YouTube's algorithms are a beast, but from what I understand, it all depends on views and how frequently you release videos. The more views you get, the more traction you get from Youtube, which gets you even more views. They also want people returning to their website, so posting frequently is a huge plus.
As far as an author on youtube, I think the success depends on your personality, what you're presenting, and how you're presenting it. For authors, I think the best content to have is practical advice. I recently went from Excel and Word as my tools of choice to using Scrivener. The more I used it, the more I wanted to do with it, so I looked up some "how-to" videos. Those videos tended to have a pretty good view count.

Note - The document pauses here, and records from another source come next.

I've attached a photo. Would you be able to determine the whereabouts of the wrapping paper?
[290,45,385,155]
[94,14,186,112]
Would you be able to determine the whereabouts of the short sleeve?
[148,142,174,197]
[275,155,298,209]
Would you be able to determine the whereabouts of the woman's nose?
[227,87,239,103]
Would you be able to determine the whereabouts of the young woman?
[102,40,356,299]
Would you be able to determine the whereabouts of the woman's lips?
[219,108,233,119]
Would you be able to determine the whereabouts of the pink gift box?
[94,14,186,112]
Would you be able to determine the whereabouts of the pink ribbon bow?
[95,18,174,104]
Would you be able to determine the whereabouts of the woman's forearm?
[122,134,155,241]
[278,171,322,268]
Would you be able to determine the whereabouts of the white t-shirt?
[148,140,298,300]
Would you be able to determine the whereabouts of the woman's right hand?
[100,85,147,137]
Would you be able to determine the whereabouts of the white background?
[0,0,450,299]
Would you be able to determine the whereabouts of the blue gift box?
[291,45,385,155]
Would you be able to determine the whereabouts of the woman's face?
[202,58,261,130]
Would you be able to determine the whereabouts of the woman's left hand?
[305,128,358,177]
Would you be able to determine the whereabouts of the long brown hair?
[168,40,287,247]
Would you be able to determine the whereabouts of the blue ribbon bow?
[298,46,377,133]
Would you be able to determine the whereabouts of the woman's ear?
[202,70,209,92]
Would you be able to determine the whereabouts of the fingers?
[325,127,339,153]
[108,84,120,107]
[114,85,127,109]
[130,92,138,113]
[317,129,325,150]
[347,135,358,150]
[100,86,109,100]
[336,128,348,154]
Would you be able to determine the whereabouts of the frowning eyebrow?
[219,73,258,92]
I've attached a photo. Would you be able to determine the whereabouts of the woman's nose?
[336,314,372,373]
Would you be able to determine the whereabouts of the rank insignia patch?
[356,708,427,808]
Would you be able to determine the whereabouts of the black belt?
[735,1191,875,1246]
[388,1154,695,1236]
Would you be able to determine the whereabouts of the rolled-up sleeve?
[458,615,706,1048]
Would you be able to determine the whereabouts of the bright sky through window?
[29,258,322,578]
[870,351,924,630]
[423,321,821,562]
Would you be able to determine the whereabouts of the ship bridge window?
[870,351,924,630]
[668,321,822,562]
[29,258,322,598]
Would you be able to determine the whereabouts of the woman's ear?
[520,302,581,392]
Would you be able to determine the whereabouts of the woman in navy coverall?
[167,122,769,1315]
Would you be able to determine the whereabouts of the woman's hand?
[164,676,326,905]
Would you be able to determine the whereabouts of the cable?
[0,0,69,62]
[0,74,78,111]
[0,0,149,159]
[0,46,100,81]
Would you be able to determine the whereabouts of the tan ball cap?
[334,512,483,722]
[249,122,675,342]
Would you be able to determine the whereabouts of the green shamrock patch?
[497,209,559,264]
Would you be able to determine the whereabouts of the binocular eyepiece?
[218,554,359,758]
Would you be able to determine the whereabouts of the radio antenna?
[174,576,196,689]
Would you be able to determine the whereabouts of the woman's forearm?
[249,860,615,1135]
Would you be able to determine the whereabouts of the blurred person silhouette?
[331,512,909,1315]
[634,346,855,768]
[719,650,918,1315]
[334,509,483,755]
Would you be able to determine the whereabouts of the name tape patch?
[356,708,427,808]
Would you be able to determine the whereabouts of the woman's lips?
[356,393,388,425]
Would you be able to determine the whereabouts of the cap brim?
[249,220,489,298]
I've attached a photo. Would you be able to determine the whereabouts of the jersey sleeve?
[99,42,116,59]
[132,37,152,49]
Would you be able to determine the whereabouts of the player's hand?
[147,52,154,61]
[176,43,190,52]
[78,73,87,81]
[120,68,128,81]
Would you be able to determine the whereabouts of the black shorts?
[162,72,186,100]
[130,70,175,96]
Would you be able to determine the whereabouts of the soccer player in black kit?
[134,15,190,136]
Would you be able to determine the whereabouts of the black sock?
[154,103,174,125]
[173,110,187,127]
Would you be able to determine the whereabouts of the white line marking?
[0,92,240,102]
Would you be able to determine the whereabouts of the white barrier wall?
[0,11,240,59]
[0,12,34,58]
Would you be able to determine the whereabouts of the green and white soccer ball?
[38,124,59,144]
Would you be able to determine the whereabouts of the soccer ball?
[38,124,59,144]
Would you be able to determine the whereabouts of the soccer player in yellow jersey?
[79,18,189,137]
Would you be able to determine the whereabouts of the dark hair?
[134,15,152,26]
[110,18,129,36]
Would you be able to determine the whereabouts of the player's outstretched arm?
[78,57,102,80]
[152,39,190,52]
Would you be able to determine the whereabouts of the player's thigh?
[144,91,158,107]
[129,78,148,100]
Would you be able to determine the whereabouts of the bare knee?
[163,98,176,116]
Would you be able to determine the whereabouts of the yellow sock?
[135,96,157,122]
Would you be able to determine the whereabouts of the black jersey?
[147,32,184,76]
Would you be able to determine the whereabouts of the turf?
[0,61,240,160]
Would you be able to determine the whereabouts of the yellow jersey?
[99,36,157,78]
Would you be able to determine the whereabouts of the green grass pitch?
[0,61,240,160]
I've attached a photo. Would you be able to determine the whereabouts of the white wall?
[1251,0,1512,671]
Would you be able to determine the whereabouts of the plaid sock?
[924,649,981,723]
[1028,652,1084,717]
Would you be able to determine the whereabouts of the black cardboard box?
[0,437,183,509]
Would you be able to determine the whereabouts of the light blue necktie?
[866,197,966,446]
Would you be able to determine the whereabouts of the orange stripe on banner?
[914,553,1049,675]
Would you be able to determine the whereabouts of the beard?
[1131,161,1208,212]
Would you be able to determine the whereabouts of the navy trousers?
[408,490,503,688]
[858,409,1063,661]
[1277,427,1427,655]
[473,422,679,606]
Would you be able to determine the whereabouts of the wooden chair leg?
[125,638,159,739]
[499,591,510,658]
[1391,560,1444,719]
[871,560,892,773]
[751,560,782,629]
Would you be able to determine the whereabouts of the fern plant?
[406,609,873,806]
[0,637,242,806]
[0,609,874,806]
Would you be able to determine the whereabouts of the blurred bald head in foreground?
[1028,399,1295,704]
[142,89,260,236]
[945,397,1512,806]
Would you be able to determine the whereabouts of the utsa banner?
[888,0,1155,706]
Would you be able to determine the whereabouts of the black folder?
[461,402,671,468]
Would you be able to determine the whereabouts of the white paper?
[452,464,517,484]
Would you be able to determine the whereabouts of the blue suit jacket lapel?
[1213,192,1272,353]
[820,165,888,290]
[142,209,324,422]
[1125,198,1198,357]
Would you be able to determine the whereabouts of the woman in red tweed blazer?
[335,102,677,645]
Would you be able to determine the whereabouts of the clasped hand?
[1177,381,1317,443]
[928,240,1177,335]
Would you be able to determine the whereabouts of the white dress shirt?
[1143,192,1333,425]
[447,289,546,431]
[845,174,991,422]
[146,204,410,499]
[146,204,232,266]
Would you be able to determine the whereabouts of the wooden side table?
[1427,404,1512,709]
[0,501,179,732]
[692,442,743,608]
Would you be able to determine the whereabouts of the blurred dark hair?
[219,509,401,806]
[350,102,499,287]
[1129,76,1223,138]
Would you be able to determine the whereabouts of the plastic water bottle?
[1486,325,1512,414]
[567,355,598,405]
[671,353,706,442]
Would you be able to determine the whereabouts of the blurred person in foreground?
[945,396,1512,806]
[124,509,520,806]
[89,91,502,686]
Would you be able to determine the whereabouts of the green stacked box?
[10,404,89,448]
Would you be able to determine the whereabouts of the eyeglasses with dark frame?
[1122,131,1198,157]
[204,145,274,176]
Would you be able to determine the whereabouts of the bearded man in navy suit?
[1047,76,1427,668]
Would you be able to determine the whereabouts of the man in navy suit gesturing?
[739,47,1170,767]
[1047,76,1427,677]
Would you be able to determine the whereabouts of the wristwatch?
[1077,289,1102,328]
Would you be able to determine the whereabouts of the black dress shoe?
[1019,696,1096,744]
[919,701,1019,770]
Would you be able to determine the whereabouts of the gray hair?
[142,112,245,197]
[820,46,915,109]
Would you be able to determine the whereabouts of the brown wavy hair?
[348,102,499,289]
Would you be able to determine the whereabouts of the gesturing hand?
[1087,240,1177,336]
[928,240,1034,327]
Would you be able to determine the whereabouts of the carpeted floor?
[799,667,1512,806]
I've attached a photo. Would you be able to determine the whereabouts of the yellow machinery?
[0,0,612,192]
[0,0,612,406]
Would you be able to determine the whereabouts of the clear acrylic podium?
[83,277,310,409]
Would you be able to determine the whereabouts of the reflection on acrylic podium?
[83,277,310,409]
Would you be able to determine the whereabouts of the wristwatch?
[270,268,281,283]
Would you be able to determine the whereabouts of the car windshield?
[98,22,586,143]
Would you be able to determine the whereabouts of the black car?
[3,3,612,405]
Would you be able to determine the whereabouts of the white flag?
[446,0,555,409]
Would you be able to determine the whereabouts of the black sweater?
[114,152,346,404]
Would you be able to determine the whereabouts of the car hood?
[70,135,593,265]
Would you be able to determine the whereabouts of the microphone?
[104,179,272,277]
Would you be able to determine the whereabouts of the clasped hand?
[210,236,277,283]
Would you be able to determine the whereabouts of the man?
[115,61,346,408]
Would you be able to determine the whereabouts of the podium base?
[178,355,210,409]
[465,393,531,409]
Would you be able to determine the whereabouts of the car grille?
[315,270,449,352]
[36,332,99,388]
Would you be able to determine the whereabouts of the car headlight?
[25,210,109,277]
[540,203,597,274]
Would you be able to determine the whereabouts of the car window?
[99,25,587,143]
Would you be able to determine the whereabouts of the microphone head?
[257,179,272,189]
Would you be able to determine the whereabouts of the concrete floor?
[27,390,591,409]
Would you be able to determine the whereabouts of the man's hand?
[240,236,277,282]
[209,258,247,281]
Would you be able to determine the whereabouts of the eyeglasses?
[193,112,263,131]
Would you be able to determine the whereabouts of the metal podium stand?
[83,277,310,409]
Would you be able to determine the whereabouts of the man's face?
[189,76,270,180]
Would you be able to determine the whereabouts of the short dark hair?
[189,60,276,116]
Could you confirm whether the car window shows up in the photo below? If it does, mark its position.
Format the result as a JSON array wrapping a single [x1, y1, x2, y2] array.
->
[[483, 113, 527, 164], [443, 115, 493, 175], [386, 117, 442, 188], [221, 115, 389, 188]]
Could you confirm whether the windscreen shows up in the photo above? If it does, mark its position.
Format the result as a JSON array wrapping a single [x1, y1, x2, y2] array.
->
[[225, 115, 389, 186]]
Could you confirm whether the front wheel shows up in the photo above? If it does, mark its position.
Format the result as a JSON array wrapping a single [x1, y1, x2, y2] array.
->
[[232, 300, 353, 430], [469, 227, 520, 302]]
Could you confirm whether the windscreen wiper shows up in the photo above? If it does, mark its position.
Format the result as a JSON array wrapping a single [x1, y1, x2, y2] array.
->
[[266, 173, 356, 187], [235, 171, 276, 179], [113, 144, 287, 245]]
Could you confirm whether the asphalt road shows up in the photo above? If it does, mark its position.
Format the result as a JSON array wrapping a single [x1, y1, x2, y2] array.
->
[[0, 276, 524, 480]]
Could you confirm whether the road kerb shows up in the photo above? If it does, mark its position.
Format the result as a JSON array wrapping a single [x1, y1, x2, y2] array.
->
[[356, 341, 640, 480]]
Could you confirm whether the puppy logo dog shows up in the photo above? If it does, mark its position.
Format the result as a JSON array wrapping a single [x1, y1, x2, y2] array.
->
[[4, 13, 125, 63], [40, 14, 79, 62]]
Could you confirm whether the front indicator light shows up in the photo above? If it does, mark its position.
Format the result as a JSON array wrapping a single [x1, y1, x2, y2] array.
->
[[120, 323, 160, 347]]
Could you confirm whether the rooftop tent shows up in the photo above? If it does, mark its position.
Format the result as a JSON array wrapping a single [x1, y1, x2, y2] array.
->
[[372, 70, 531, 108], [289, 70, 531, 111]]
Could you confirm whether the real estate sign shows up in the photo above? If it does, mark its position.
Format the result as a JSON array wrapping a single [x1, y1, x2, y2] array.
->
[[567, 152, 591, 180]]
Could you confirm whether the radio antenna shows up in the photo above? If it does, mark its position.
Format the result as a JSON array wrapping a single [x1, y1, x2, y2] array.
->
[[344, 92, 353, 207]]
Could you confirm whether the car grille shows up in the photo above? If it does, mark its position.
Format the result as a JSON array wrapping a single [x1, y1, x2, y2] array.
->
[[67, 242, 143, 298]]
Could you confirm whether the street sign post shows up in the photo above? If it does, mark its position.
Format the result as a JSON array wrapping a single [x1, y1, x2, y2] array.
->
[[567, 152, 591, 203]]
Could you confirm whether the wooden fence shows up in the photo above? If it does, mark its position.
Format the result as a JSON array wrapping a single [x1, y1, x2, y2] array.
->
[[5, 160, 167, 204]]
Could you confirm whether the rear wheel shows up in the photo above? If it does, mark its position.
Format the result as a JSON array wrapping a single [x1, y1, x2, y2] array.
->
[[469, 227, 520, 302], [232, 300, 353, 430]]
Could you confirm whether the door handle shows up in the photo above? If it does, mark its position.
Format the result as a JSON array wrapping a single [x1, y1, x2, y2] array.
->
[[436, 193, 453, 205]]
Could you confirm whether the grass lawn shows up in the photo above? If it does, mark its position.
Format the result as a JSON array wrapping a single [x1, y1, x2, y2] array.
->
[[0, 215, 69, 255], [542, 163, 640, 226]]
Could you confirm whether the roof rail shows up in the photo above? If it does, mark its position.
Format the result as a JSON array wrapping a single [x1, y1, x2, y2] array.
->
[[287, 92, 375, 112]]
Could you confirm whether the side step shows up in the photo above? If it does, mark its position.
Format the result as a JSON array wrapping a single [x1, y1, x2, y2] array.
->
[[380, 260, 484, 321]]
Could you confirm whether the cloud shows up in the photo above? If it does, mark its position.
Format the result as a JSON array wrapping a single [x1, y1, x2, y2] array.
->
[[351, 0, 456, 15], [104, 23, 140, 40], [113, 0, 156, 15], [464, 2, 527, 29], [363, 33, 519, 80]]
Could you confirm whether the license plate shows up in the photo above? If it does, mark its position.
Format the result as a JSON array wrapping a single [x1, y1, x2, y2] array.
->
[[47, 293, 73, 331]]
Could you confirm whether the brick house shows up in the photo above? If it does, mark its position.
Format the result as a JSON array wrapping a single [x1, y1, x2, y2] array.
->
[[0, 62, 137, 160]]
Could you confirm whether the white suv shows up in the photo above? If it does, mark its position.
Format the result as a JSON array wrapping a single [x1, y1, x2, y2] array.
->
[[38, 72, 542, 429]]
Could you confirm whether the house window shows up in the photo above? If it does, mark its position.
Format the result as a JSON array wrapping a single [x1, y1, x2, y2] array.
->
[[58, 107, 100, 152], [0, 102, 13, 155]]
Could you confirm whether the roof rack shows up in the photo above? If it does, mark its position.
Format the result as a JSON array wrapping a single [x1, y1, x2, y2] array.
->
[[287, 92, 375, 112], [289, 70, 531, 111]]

Writing advice videos do fairly well, too, but there are literally thousands of those, so you have to stand out somehow. I occasionally watch a channel called Terrible Writing Advice and they have 200,000+ subscribers and their views can get up to a million, but they present their stuff in cartoon form and obviously giving the advice in the opposite form.
So, it just depends on what you want to do with your channel. Talk about yourself and you books, don't expect a ton of views. I have a friend who was a fairly successful self-published author who was picked up by a traditional publisher who wanted her to start a youtube channel. Her other socials have thousands of followers, but her youtube videos never crack three digit views because there's no real substance to them. She talks about her books or announces if she had a giveaway, but there's nothing there to keep bringing viewers back and that won't even make a blip on Youtube's algorithms.
If you want your channel to be a viable source of advertising and income, as you said, you'll have to take a lot of time away from actually writing.